I am trying to create a wrapper on Linux which controls how many concurrent executions of something are allowed at once. To do so, I am using a system wide counting semaphore. I create the semaphore, do a sem_wait()
, launch the child process and then do a sem_post()
when the child terminates. That is fine.
The problem is how to safely handle signals sent to this wrapper. If it doesn't catch signals, the command might terminate without doing a sem_post()
, causing the semaphore count to permanently decrease by one. So, I created a signal handler which does the sem_post()
. But still, there is a problem.
If the handler is attached before the sem_wait()
is performed, a signal could arrive before the sem_wait()
completes, causing a sem_post()
to occur without a sem_wait()
. The reverse is possible if I do the sem_wait()
before setting up the signal handler.
The obvious next step was to block signals during the setup of the handler and the sem_wait()

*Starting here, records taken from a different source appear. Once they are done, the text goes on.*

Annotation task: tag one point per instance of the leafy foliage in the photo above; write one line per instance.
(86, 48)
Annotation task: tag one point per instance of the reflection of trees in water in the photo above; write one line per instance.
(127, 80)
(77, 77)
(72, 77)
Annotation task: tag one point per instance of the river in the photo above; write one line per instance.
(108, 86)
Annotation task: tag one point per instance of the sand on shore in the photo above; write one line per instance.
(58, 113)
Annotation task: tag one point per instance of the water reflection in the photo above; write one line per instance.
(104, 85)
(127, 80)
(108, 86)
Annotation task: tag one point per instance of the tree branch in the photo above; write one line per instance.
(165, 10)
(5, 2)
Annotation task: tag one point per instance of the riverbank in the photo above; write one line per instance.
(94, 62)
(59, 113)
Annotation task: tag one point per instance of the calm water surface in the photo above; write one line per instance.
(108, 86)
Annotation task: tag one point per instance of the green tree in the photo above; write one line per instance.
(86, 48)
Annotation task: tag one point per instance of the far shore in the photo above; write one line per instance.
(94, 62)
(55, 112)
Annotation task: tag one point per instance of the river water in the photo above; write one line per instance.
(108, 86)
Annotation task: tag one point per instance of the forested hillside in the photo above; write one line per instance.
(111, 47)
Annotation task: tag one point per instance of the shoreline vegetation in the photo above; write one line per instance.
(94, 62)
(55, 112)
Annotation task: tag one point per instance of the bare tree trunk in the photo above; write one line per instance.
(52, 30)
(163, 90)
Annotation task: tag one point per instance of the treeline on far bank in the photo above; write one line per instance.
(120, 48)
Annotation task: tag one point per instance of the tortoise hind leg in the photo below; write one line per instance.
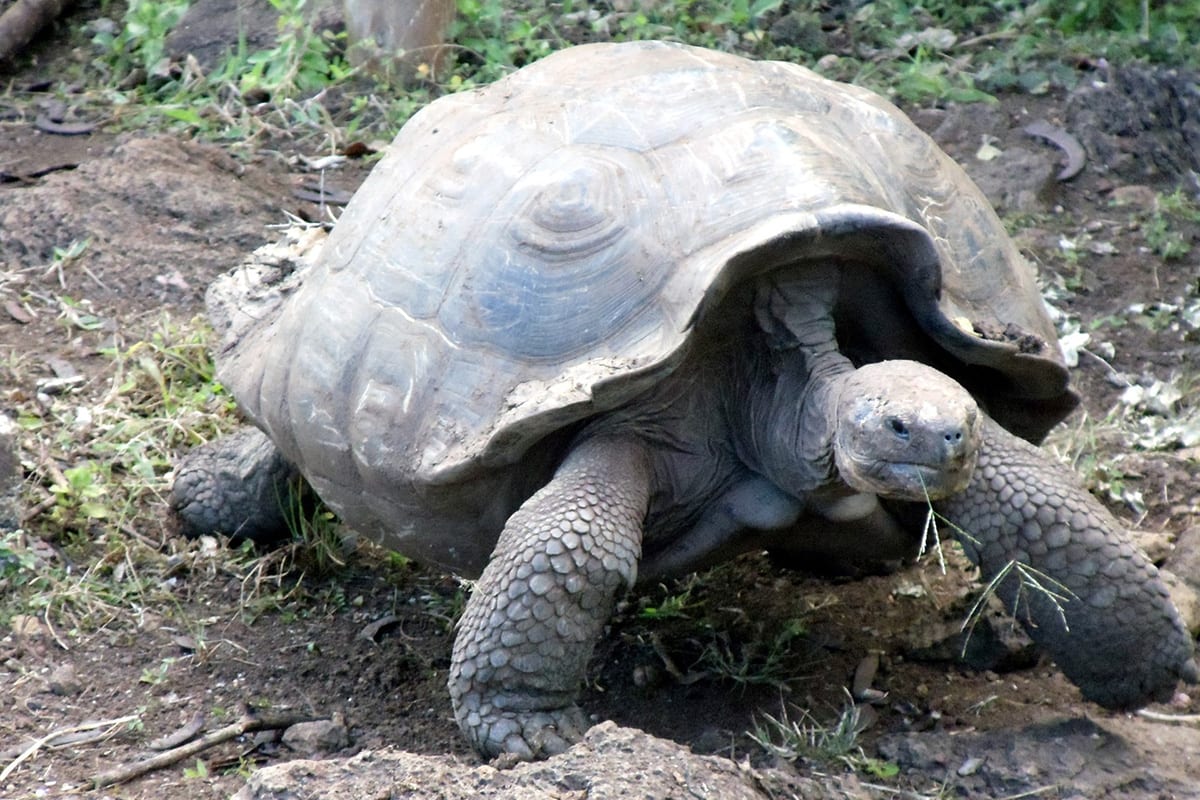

. This is pseudocode of what I have now:
void handler(int sig)
{
sem_post(sem);
exit(1);
}
...
sigprocmask(...); /* Block signals */
sigaction(...); /* Set signal handler */
sem_wait(sem);
sigprocmask(...); /* Unblock signals */
RunChild();
sem_post(sem);
exit(0);
The problem now is that the sem_wait()
can block and during that time, signals are blocked. A user attempting to kill the process may end up resorting to "kill -9" which is behaviour I don't want to encourage since I cannot handle that case no matter what. I could use sem_trywait()
for a small time and test sigpending()
but that impacts fairness because there is no longer a guarantee that the process waiting on the semaphore the longest will get to run next.
Is there a truly safe solution here which allows me to handle signals during semaphore acquisition? I am considering resorting to a "Do I have the semaphore" global and removing the signal blocking but that is not 100% safe since acquiring the semaphore and setting the global isn't atomic but might be better than blocking signals while waiting.